The U.S. nationalists believe that the continuing economic recovery provides “strategic depth” for a successful trade war, especially as the economies of major trading partners are slowing. Transatlantic unity would further strengthen the U.S. position, and might also reduce frictions between globalists and nationalists. EU officials have reportedly rejected proposals from senior Chinese officials for a “Grand Alliance” against the United States under which China would grant the EU preferential access and China and the EU would launch a joint offensive in WTO. By contrast, a united front against China is already visible not only in the July 25 truce but also joint agreement to block market economy status for China in the WTO and Germany’s increasingly tough stance against China’s investments. Two weeks before the U.S.-EU Summit NATO concluded its own “extraordinarily successful” summit that resulted in the “most substantive agreement” in years.
However, China derives enormous advantages from the size of its market, demonstrated most recently by Google’s desire to launch a censored search engine in China to connect with 753 million internet users. China can also retaliate with informal boycotts, as it has done against South Korean and Japanese companies, as well as take blocking administrative measures, as with Qualcomm. 25% of Apple’s net income and 75% of Qualcomm’s derives from the Chinese market. The seven leading U.S. IT and intercom providers receive the majority of their components from China. It is also doubtful that the U.S. economy can sustain its present momentum in the context of rising interest rates and a soaring budget deficit.
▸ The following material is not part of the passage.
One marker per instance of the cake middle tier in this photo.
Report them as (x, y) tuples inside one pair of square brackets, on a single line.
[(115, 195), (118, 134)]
If China were to begin dumping its $1.2 billion supply of U.S. Treasuries—replicating on a grander scale the decision of the Russian Central Bank to sell 84% of its U.S. debt after the imposition of sanctions on aluminum exports--bond prices would spike; higher Treasury yields would increase borrowing costs, pushing the country into recession.
Although promising to restore jobs and dignity to the (white) working class that had been abandoned by neoliberal Democrats Trump assembled the “wealthiest cabinet in modern history” and governed exclusively and relentlessly on behalf of capital and against labor. The new administration did not initially pursue confrontational trade policies. However, while the domestic economic agenda united the corporate elite and Republican Party behind Trump, the threat of trade wars has opened up divisions that were largely submerged during the 2017 bacchanal. The U.S. Chamber of Commerce, the largest business lobby, has launched a campaign against tariffs. The Koch network, the political arm of Koch industries and one of the largest and most influential Republican donors, has also turned against Trump.
Fearing a potentially disastrous defeat in the November congressional elections, Trump cannot easily abandon a confrontational trade posture that serves as compensation to his base for neoliberal policies. Yet, the nationalist project is unconvincing and incoherent. “Neoliberal nationalism” in itself does not provide a genuine (re)industrial strategy, redistribution of wealth and income, or adequate funding for infrastructure, research and development, and general education. The social forces within American society that could bring about these policies—the basis of a long-range, multilateral settlement that could bring mutual benefits to the Chinese and American people-- are very weak and disorganized. Maximum containment on the part of the United States, even with the EU on its side, is certain to deepen the global crisis, but unlikely to derail China’s rise over the long term.